A New Approach to Leadership
Social and political turbulence, work-life fusion, and flexible work arrangements are redefining the leader-employee dynamic, yet 24% of HR leaders say their leadership development approach does not prepare leaders for the future of work. As today’s work environment changes, leaders must embrace human-centric leadership, defined by three traits:
Authenticity: Enable true self-expression for themselves and their teams
Empathy: Show genuine care, respect, and concern for employee well-being
Adaptivity: Enable flexibility and support that fits the unique needs of team members
“These shifts are not creating entirely new responsibilities, but they require leaders to achieve their core responsibilities in different ways,” said Whittle. “The new dynamic is not simply a leader-to-employee relationship, but a human-to-human one.”
Adopt an Open-Source Change Strategy
Forty-five percent of HR leaders say their employees are fatigued from the continuous disruption of the last several years. High employee change fatigue and increased work friction are correlated with a lower intent to stay with the organization. Gartner research shows only 43% of employees who experience above-average change fatigue intend to stay with their organization, compared with 74% of employees with low levels of fatigue.
HR leaders can decrease change fatigue and support employees through periods of uncertainty with an open-source change strategy that is less prescriptive than top-down approaches and more collaborative. Organizations that utilize open-source change strategies – involving employees throughout the process – can decrease the risk of change fatigue in their employees by 29 percentage points and increase employee intent to stay by as much as 19 percentage points.
Compelling Careers Are Critical for Retention
A Gartner survey of more than 3,300 employees conducted in March 2022 found that just one in four employees is confident about their career at their organization. The survey also revealed that three in four employees looking for a new role are looking externally first, not internally.
Progressive HR functions are changing how they approach career growth. Creating career paths in today’s environment includes providing employees with the ability to experience other career options, sharing diverse colleague examples to show many routes to career progression and offering channels for employees to create best-fit careers.
“HR leaders must design careers and mobility more like navigation systems, which dynamically inform drivers of new preferred routes, obstacles to avoid, and choices between fastest- and most fuel-efficient routes,” added Whittle.
Recruiting in a Volatile Labor Market
Even with the current slowdown in many companies hiring, sourcing for critical, scarce talent remains a must-have priority. Thirty-six percent of HR leaders report that their sourcing strategies are insufficient for dinging the skills they need.

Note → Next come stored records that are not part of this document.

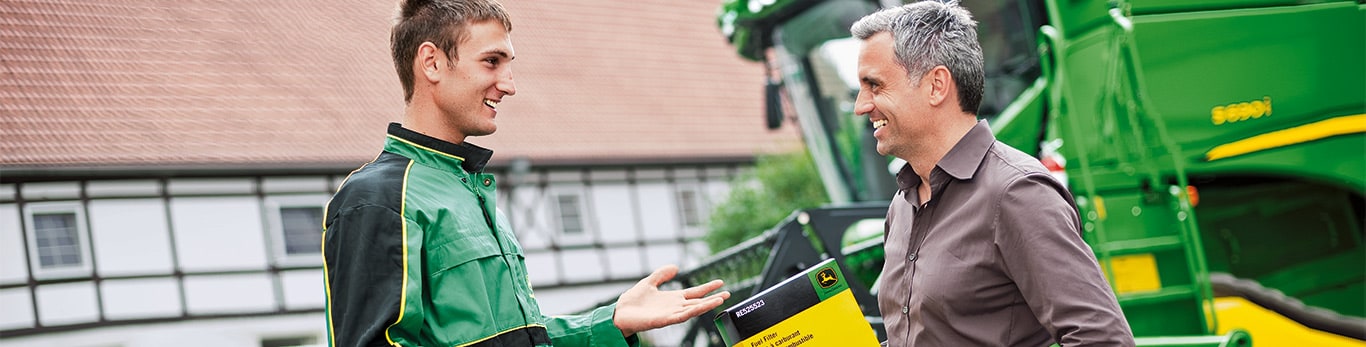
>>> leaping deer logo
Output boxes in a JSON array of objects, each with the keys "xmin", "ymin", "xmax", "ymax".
[{"xmin": 817, "ymin": 268, "xmax": 838, "ymax": 288}]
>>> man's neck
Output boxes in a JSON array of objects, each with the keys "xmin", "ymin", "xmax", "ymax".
[
  {"xmin": 905, "ymin": 115, "xmax": 978, "ymax": 203},
  {"xmin": 402, "ymin": 102, "xmax": 466, "ymax": 145}
]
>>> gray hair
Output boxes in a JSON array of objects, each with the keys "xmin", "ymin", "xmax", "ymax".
[{"xmin": 851, "ymin": 0, "xmax": 984, "ymax": 114}]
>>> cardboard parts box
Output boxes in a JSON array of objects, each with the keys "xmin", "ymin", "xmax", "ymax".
[{"xmin": 713, "ymin": 258, "xmax": 880, "ymax": 347}]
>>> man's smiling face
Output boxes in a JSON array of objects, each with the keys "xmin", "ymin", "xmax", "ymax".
[
  {"xmin": 855, "ymin": 31, "xmax": 931, "ymax": 159},
  {"xmin": 433, "ymin": 19, "xmax": 517, "ymax": 138}
]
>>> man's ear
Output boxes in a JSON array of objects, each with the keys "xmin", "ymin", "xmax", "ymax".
[
  {"xmin": 925, "ymin": 66, "xmax": 953, "ymax": 107},
  {"xmin": 416, "ymin": 42, "xmax": 442, "ymax": 83}
]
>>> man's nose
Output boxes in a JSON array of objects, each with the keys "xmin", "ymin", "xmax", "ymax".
[
  {"xmin": 498, "ymin": 71, "xmax": 516, "ymax": 96},
  {"xmin": 853, "ymin": 89, "xmax": 872, "ymax": 116}
]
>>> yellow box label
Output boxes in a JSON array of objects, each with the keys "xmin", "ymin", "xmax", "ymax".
[{"xmin": 733, "ymin": 290, "xmax": 879, "ymax": 347}]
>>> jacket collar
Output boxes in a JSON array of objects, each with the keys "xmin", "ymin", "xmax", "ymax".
[{"xmin": 384, "ymin": 122, "xmax": 493, "ymax": 173}]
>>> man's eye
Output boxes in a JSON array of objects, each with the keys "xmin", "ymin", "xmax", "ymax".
[{"xmin": 484, "ymin": 58, "xmax": 499, "ymax": 65}]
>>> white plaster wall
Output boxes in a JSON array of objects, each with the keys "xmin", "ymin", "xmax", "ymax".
[
  {"xmin": 88, "ymin": 199, "xmax": 174, "ymax": 276},
  {"xmin": 36, "ymin": 282, "xmax": 99, "ymax": 326},
  {"xmin": 604, "ymin": 247, "xmax": 646, "ymax": 279},
  {"xmin": 183, "ymin": 273, "xmax": 274, "ymax": 315},
  {"xmin": 0, "ymin": 287, "xmax": 34, "ymax": 330},
  {"xmin": 167, "ymin": 178, "xmax": 253, "ymax": 196},
  {"xmin": 557, "ymin": 248, "xmax": 607, "ymax": 283},
  {"xmin": 590, "ymin": 183, "xmax": 640, "ymax": 244},
  {"xmin": 169, "ymin": 197, "xmax": 267, "ymax": 272},
  {"xmin": 644, "ymin": 243, "xmax": 685, "ymax": 272},
  {"xmin": 0, "ymin": 313, "xmax": 325, "ymax": 347},
  {"xmin": 261, "ymin": 177, "xmax": 329, "ymax": 194},
  {"xmin": 86, "ymin": 180, "xmax": 159, "ymax": 198},
  {"xmin": 2, "ymin": 166, "xmax": 742, "ymax": 343},
  {"xmin": 524, "ymin": 252, "xmax": 558, "ymax": 287},
  {"xmin": 100, "ymin": 277, "xmax": 182, "ymax": 320},
  {"xmin": 636, "ymin": 184, "xmax": 682, "ymax": 241},
  {"xmin": 0, "ymin": 204, "xmax": 27, "ymax": 285},
  {"xmin": 279, "ymin": 269, "xmax": 324, "ymax": 310},
  {"xmin": 532, "ymin": 282, "xmax": 633, "ymax": 317},
  {"xmin": 19, "ymin": 182, "xmax": 80, "ymax": 200},
  {"xmin": 0, "ymin": 184, "xmax": 14, "ymax": 201}
]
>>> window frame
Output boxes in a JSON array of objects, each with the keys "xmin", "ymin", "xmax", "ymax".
[
  {"xmin": 674, "ymin": 184, "xmax": 710, "ymax": 233},
  {"xmin": 263, "ymin": 194, "xmax": 328, "ymax": 267},
  {"xmin": 549, "ymin": 185, "xmax": 593, "ymax": 245},
  {"xmin": 23, "ymin": 201, "xmax": 93, "ymax": 280}
]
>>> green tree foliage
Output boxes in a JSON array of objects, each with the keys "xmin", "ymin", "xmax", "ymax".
[{"xmin": 705, "ymin": 149, "xmax": 829, "ymax": 253}]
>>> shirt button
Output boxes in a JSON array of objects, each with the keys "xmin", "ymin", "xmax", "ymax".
[
  {"xmin": 482, "ymin": 178, "xmax": 492, "ymax": 186},
  {"xmin": 908, "ymin": 253, "xmax": 917, "ymax": 261},
  {"xmin": 902, "ymin": 306, "xmax": 909, "ymax": 314}
]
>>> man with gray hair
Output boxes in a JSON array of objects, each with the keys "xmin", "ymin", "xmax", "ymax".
[{"xmin": 850, "ymin": 1, "xmax": 1134, "ymax": 346}]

To recruit in today’s labor market more effectively, organizations should pursue three strategies:
· Leverage hiring managers earlier in the process as they are the most trusted source by candidates
· Build an equitable internal labor market
· Develop onboarding programs that promote new hire engagement in today’s hybrid environment
Workforce Planning Doesn’t Match Today’s Reality
Fifty-one percent of HR leaders reported that their workforce planning is limited to headcount alone. Employers are also confronting the reality that their workforce planning assumptions no longer hold in today’s environment. For instance, employers are finding it increasingly difficult to predict future skills or to fill future talent gaps primarily through buying and building talent.
HR needs a new approach to solve for today’s evolving workplace. To address shifting skills needs, HR should lead their organization to anticipate near-term shifts in critical work by evaluating tasks and workflows. When met with talent scarcity, HR should collaborate with leaders to redeploy tasks flexibly across the organization to increase resilience.